Communiqué de presse
GREFFE
(Destiné exclusivement à l'usage des médias. Document non officiel)
 

La Haye, 20 juillet 2005
CT/MOW/993f


Le Tribunal décide de renvoyer l’affaire concernant Željko Mejakić, Momčilo Gruban,
Dušan Fustar et Duško Knežević devant les autorités de Bosnie-Herzégovine

 

Veuillez trouver ci-dessous un résumé de la décision rendue par la Formation de renvoi, composée des Juges Orie (Président), Kwon et Parker, et lue par le Président de la Formation.

Résumé

La Formation de renvoi du Tribunal international se réunit aujourd’hui pour rendre sa décision relative à la requête de l’Accusation aux fins de renvoi de cette affaire devant les autorités de Bosnie-Herzégovine.

La requête aux fins de renvoi était appuyée par le Gouvernement de Bosnie-Herzégovine. Le Gouvernement de Serbie-et-Monténégro a cependant demandé à la Formation de renvoi de déférer d’office l’affaire devant les autorités de Serbie-et-Monténégro. Les accusés se sont opposés au renvoi de leur affaire, préférant être jugés devant le Tribunal pénal international, mais ils ont avancé que s’il devait y avoir renvoi, cela devrait se faire devant les autorités de Serbie-et-Monténégro.

Nous faisons observer que le troisième membre de la Formation saisi de cette affaire, le Juge O-Gon Kwon, est dans l’incapacité d’être avec nous aujourd’hui. Le Juge Kwon partage pleinement les raisons qui figurent dans la décision écrite, ainsi que les ordonnances qui vont être rendues.

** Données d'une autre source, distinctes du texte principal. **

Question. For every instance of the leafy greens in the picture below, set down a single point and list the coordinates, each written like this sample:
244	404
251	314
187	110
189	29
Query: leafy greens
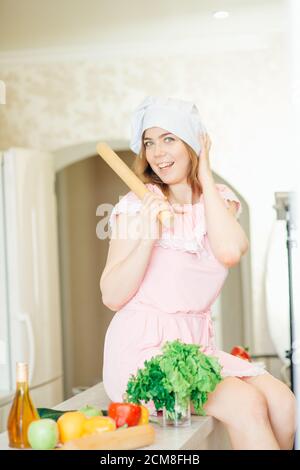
182	369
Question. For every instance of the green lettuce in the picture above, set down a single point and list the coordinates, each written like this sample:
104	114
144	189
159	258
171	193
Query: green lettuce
182	369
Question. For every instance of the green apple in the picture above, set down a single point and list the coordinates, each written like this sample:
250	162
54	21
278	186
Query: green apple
43	434
90	410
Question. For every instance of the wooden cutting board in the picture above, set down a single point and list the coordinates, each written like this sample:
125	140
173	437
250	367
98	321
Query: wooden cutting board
122	439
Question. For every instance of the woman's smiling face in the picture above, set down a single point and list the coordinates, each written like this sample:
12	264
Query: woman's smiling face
163	147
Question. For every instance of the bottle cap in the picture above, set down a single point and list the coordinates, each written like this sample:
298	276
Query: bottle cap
22	372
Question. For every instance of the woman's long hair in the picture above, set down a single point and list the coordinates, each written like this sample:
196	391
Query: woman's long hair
145	173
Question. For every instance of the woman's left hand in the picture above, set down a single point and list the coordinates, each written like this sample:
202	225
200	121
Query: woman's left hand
204	165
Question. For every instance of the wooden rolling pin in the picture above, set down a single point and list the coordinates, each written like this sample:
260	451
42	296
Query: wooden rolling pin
132	181
133	437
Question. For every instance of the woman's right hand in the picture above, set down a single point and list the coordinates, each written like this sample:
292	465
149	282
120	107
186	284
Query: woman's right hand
152	205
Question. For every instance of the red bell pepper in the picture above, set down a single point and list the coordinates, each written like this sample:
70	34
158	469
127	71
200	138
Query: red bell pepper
124	413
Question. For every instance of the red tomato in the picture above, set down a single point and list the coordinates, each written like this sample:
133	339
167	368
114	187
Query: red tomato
125	413
241	352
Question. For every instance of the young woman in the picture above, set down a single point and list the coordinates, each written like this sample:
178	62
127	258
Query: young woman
163	281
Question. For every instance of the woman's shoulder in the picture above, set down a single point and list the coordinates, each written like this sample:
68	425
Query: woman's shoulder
229	195
131	197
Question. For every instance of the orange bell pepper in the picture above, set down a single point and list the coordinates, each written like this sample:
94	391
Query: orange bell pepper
144	419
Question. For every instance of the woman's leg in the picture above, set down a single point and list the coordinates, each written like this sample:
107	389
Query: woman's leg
281	406
243	410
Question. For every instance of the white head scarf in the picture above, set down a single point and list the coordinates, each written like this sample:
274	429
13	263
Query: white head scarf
176	116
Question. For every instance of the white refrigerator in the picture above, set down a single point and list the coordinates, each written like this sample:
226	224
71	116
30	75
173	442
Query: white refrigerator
30	319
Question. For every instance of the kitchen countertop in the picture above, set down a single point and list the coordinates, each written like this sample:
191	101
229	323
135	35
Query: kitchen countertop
205	432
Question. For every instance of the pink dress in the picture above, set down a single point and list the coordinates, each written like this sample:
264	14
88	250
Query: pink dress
182	281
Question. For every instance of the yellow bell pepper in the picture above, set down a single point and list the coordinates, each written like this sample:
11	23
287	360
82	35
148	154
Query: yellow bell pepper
144	419
98	424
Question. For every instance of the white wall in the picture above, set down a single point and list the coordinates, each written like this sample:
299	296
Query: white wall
239	82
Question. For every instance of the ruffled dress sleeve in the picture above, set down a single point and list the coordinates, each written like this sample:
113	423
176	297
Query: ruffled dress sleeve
128	204
228	195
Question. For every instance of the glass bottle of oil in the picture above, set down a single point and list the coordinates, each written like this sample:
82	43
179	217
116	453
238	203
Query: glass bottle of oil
22	411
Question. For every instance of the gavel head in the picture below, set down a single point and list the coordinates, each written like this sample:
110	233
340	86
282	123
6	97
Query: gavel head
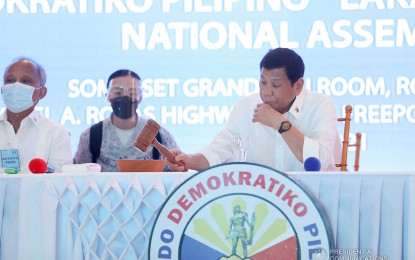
147	135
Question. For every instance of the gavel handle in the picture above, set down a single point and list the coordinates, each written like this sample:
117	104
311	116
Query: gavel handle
169	155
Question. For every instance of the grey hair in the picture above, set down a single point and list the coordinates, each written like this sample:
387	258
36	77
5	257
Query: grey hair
40	70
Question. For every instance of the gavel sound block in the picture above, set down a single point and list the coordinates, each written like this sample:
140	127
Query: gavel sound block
147	137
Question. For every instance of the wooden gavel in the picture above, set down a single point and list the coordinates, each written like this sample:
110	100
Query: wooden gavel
147	137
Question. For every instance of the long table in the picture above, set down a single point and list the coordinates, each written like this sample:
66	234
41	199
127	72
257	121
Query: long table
110	215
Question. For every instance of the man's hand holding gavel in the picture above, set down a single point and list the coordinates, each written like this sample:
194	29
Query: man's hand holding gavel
147	137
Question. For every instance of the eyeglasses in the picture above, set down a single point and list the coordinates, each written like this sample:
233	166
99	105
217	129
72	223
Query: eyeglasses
117	91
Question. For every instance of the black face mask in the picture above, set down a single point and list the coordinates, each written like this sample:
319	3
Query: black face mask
124	107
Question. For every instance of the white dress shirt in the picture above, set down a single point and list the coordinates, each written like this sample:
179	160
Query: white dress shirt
313	114
37	137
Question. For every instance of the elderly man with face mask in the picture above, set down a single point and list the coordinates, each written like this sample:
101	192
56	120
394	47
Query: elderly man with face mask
113	138
26	134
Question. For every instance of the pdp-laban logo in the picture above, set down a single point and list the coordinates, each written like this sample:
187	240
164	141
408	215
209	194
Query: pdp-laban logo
240	211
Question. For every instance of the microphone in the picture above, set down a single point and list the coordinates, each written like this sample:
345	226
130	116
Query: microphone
312	164
38	165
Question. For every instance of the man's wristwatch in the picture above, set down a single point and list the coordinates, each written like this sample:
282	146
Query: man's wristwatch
285	126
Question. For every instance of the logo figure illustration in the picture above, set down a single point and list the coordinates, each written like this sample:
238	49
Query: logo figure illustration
237	230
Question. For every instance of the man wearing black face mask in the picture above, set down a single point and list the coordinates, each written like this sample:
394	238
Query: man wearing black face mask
113	138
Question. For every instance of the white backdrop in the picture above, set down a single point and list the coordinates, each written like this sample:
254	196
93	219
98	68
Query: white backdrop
198	57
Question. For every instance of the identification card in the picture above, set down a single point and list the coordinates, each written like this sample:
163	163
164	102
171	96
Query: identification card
10	159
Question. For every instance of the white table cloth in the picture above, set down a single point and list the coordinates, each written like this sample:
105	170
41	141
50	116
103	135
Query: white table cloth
110	215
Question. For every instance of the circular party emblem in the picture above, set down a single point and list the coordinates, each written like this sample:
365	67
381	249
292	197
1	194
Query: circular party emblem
239	211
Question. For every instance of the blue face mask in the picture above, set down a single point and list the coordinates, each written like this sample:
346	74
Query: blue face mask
17	96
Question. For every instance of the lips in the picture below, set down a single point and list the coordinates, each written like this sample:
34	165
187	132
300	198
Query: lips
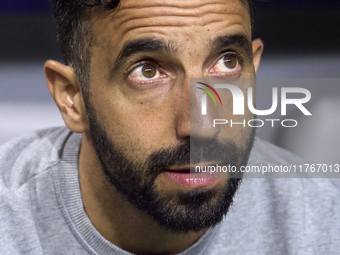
183	177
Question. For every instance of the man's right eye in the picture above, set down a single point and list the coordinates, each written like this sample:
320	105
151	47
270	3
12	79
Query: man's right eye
145	72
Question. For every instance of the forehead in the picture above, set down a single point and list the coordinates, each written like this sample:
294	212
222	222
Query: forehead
182	20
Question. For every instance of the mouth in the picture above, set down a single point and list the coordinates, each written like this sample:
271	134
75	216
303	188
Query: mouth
187	177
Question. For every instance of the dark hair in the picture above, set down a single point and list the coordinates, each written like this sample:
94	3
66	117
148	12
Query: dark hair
74	34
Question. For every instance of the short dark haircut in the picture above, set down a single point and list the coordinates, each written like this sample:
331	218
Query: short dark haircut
75	36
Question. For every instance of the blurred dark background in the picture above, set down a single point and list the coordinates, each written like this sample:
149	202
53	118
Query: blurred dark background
286	26
301	37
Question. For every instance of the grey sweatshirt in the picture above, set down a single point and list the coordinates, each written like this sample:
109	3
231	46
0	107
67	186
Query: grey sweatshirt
41	210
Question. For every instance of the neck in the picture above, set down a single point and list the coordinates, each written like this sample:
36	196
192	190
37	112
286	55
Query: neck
116	219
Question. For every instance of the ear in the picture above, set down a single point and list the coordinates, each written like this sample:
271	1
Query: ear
257	52
65	90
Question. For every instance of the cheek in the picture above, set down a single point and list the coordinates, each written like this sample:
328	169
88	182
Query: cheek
136	126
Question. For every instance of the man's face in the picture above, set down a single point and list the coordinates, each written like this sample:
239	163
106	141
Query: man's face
139	106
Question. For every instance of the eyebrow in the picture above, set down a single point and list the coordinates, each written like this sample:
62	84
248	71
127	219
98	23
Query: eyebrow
139	46
238	40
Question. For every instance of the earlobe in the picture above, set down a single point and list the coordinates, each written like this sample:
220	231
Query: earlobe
65	90
257	53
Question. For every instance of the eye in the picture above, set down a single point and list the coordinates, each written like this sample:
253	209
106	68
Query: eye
145	72
227	65
149	71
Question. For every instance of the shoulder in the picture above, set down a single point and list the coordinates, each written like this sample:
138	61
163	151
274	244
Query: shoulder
27	156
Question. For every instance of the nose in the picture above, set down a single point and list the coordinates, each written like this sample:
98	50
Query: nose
191	123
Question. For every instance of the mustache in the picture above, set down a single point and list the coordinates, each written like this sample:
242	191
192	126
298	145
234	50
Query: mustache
193	152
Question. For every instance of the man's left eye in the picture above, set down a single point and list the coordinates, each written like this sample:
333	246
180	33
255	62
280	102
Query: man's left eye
227	65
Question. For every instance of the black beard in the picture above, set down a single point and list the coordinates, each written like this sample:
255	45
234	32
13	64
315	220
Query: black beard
176	211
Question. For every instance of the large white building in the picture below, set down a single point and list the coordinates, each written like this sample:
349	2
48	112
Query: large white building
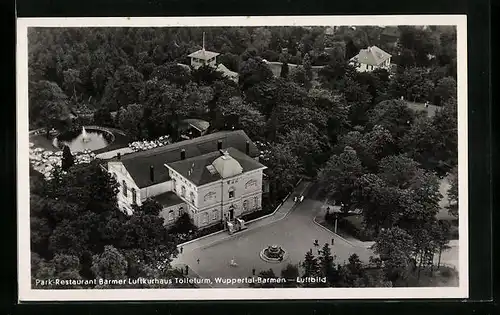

Je n’ai pas l’intention de donner lecture de la décision rendue par la Formation de renvoi dans son intégralité. Je me contenterai de faire un résumé de ses points essentiels. Il convient de souligner que ce résumé ne fait pas partie de la décision écrite, qui seule fait autorité. Des copies de la décision écrite seront disponibles à la fin de la présente audience.

Si le Tribunal a été établi par les Nations Unies afin de juger les affaires concernant des personnes responsables de violations graves du droit international humanitaire commises sur le territoire de l’ex-Yougoslavie depuis 1991, il n’a jamais été investi du pouvoir exclusif de juger de telles affaires. Les tribunaux des nations qui se trouvent actuellement sur le territoire de l’ex-Yougoslavie ne se sont jamais vus refuser la compétence de juger de telles affaires.

Dans plusieurs résolutions du Conseil de sécurité des Nations Unies auxquelles il est fait référence dans la décision écrite, le Conseil de sécurité a demandé au Tribunal de se concentrer sur les plus hauts dirigeants, ceux qui sont soupçonnés d’être responsables des crimes les plus graves et relevant de la compétence du Tribunal. Le Conseil de sécurité a également demandé au Tribunal de transférer les affaires qui ne concernent pas des personnes de ce niveau hiérarchique devant des juridictions nationales compétentes.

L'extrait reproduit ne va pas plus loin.